07-22-12, 10:24 PM #1
Reverse Engineered Life Form.
Artificial jellyfish built from rat cells
Bioengineers have made an artificial jellyfish using silicone and muscle cells from a rat’s heart. The synthetic creature, dubbed a medusoid, looks like a flower with eight petals. When placed in an electric field, it pulses and swims exactly like its living counterpart.
“Morphologically, we’ve built a jellyfish. Functionally, we’ve built a jellyfish. Genetically, this thing is a rat,” says Kit Parker, a biophysicist at Harvard University in Cambridge, Massachusetts, who led the work. The project is described today in Nature Biotechnology1.
Parker’s lab works on creating artificial models of human heart tissues for regenerating organs and testing drugs, and the team built the medusoid as a way of understanding the “fundamental laws of muscular pumps”. It is an engineer’s approach to basic science: prove that you have identified the right principles by building something with them.
I can think of further uses, once this technology develops further. For example, what better substitute for a heart (temporary or maybe permanent) than something that is made from heart muscle, and pumps in the same way a heart does?
07-22-12, 11:17 PM #2
i say no on all three counts
07-23-12, 02:53 AM #3
It's really great to see advancement in this field of tissue synthesis. Immediately it struck me how well balanced the petals are, that the contractions are even and coordinated. Imagine the amount of difficulty in getting a mechanical device to do this, at (I'm guessing) relatively low weight for the amount of strength, and (guessing here, too) running on some chemical nutrient. I can't think of any mechanical analog quite like muscle tissue.
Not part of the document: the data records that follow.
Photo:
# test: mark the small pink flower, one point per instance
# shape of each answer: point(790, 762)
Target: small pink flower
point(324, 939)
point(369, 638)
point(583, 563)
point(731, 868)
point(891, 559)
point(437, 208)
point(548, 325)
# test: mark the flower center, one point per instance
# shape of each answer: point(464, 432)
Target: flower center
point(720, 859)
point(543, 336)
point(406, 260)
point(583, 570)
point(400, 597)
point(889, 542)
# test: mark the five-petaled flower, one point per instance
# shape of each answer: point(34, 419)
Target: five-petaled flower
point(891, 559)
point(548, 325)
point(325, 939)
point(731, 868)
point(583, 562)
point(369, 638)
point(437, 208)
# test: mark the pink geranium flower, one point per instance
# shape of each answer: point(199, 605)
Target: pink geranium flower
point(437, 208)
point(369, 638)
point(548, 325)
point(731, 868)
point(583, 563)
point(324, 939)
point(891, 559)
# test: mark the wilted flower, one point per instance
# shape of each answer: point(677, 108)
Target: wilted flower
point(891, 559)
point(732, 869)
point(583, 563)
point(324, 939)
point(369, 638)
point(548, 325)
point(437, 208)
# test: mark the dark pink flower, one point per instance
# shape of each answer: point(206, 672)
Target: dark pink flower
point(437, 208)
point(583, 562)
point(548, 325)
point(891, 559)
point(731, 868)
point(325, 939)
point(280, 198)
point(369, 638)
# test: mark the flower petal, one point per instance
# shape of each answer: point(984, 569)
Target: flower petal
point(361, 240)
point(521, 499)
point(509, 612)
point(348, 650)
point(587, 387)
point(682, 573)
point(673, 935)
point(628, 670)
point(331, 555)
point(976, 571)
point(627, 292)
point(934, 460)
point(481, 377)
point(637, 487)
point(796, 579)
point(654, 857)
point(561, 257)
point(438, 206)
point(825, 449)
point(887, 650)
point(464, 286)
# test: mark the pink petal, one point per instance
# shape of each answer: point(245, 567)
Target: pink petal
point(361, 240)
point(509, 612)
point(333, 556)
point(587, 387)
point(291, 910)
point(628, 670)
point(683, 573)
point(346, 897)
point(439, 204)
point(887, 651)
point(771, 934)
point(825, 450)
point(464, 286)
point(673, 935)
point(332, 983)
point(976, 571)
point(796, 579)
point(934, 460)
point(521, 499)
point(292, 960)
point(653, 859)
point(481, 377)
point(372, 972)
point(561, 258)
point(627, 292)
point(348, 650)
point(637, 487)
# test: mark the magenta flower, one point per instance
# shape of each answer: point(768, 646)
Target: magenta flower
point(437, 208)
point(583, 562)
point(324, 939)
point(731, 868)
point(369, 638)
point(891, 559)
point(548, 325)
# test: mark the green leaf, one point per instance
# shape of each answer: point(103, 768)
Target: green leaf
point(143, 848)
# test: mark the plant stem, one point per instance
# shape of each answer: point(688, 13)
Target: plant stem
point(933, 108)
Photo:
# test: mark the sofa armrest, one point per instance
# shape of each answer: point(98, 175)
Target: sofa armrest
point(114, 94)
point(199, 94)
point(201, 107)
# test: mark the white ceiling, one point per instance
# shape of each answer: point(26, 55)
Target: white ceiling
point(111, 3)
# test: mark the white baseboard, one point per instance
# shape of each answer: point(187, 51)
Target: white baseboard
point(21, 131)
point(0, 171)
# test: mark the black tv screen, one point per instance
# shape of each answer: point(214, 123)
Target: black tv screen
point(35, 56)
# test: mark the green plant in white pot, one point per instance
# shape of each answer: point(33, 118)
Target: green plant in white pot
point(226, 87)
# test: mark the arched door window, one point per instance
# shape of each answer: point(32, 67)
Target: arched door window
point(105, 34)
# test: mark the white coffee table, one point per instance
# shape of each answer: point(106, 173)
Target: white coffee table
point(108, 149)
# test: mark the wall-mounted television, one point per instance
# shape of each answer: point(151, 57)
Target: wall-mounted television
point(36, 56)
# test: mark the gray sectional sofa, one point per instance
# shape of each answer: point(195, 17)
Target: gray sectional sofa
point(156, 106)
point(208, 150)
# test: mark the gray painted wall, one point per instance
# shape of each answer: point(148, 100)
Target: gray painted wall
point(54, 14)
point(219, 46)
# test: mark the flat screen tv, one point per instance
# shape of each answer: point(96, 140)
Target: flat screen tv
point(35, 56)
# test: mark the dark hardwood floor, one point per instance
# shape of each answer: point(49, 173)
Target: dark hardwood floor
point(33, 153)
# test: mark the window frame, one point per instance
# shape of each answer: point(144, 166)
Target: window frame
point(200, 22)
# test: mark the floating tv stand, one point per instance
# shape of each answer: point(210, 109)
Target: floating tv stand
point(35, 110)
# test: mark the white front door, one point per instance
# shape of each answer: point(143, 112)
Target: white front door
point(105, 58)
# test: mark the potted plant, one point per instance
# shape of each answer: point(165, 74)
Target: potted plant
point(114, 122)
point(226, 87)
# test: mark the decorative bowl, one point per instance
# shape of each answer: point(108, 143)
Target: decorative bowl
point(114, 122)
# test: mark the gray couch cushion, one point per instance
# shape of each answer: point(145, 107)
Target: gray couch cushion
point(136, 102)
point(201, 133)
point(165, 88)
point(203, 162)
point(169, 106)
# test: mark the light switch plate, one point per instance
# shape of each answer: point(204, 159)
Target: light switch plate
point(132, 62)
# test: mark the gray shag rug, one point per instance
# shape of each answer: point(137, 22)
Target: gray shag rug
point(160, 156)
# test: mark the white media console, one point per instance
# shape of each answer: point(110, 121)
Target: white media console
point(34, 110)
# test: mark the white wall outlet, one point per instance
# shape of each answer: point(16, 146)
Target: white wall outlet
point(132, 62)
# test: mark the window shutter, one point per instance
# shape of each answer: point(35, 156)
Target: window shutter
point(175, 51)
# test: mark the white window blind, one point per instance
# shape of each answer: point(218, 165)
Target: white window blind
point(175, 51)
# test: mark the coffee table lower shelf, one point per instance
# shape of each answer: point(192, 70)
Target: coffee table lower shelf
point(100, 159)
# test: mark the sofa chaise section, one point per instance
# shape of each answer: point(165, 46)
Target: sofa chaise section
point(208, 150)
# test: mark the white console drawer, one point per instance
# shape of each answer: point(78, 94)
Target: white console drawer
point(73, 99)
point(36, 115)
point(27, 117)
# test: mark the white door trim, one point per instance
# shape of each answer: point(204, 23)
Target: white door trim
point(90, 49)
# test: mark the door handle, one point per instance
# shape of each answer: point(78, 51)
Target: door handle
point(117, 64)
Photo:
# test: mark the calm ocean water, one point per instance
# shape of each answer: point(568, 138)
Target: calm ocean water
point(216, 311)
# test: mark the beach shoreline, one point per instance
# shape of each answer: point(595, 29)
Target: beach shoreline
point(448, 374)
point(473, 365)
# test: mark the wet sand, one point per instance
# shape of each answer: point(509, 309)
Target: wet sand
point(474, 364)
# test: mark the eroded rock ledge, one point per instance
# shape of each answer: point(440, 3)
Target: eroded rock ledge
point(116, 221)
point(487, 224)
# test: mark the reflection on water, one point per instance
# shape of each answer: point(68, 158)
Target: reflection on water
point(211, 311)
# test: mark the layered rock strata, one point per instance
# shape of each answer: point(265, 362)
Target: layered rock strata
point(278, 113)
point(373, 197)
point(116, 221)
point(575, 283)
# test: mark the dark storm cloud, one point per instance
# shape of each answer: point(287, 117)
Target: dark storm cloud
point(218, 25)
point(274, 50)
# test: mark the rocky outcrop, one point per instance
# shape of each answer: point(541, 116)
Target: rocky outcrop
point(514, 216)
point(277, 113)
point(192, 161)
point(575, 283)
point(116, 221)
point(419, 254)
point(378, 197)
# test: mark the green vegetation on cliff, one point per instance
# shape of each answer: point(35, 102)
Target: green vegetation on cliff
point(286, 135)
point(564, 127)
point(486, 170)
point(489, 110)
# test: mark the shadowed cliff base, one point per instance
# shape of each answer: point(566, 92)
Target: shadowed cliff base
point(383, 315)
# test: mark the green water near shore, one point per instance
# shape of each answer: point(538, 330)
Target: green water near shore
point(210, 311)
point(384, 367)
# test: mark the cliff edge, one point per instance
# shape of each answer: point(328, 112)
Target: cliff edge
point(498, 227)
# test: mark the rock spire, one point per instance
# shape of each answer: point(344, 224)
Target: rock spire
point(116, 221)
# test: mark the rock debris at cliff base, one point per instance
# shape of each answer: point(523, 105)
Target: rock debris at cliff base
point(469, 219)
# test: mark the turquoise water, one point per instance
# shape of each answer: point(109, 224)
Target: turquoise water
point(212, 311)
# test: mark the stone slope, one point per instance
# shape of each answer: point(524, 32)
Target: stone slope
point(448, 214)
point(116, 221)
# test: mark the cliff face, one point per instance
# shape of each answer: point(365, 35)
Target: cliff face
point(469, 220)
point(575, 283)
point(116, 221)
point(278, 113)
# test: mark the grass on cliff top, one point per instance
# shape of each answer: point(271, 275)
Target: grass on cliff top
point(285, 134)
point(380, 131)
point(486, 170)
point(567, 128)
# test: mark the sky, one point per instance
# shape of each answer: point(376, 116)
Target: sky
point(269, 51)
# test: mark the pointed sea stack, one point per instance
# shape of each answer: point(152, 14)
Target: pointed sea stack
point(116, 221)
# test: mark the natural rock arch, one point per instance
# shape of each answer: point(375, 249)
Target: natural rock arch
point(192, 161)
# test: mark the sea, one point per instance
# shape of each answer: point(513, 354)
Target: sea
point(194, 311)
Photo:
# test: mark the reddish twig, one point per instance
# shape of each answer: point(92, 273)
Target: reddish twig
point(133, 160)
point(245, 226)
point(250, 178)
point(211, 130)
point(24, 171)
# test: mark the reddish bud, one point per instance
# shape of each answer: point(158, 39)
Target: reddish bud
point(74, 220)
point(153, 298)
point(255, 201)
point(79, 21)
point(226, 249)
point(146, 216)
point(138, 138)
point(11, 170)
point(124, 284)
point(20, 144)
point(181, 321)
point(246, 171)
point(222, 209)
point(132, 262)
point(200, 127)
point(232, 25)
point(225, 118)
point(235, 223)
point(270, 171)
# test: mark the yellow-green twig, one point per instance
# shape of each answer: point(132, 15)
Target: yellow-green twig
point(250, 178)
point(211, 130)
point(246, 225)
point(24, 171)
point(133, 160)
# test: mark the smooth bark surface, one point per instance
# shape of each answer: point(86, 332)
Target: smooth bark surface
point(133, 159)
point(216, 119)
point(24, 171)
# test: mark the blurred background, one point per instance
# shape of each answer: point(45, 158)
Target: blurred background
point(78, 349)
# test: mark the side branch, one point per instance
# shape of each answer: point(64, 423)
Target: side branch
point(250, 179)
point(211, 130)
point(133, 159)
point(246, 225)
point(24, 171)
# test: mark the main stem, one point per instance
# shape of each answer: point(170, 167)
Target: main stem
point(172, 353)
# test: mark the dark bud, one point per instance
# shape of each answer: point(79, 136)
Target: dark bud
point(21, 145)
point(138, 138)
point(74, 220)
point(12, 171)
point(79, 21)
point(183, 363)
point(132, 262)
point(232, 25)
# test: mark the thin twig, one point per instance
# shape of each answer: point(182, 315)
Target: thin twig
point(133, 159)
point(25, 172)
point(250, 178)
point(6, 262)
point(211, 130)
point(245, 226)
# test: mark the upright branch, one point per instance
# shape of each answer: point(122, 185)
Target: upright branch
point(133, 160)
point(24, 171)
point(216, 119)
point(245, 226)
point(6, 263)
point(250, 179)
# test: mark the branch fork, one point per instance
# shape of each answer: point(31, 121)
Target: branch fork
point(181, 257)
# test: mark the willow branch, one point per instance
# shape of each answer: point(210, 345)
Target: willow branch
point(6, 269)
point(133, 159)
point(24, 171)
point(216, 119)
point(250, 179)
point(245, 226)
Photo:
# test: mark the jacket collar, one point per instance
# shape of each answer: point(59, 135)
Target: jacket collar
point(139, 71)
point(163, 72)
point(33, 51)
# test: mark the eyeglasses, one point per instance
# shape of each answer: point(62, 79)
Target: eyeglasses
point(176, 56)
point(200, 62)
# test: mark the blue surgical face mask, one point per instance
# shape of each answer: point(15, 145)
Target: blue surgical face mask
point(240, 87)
The actin-myosin mechanism an excellent solution to the practical problem of producing a contraction. It certainly serves its purposes in nature remarkably well. And it exploits parallel and serial architecture to provide a measure of reliability, strength and function that is crucial to the way animals evolved so far beyond the monocyte stage. Of course we can trace the precursors of muscle tissue to the most primitive of organisms, but cnidaria is where this kind of tissue seems to have its evolutionary roots, so it's only fitting that they chose this specific architecture for their demo.
Like you, I also was struck by how appropriate this appears for a new artificial heart technology. Other things that come to mind are devices for industrial use such as fluid pumps, where mechanical devices have inadequate reliability, or some advantage yet to be seen. Or how about something that sirs up the air, like the old time hand held fans? And then imagine if it were possible to build one the size of an elephant, perhaps capable of lifting water from a well, or one of some colossal size that could lift the elephant sized water collectors maybe to fill a municipal water tank, or some other application that consumes a lot of energy.
It's kind of silly that the naysayers at the bottom of the article are worried about insisting that it's not a life form. We've seen every argument so far worried about the definition of life. Here comes another challenge. Is it a tissue? I would think so. Is it a dead tissue? Well, not if it moves on command. So it must be a living tissue of some new class. What motivates people to jump the gun and insist what it's not? I say give credit where due. This is a tangible sign that, if some day even one critic may suffer a particular injury or illness, a new medical technology could be available to treat the condition. I'm thinking of soldiers who lose, say, an entire muscle in combat, causing severe disability. For the optimists among us, this is a sign of hope. The choice of design was great. It's perhaps the most barebones design that gives pedestrians a chance to see it in action and marvel over it.
If it's living rat tissue, then presumably it does a little more than just respond to stimuli. The cells must have some rudimentary way of absorbing nutrients, transferring gases, and perhaps doing some repairs and/or regeneration.
07-23-12, 07:51 AM #4
We barely have a useful, practical, generally-accepted definition of "life" that applies to an entire organism. (I've posted it on this forum many times, if you missed it check http://en.wikipedia.org/wiki/Life.) It's a list of attributes of which "most" are sufficient, and it only covers the kinds of living things that are found on this one tiny planet, for obvious reasons.
To argue whether or not an organ or some other collection of cells or tissues is alive, when it's incapable of living without being embedded in a complete organism, or connected to artificial life-support technology in preparation for insertion, seems pointless to me. After all, the same question can be asked about our own hearts. Is one of them "alive" while it's being removed from a dead human and transplanted into a live one? If not, is it then "alive" when it's finally hooked up to the new host?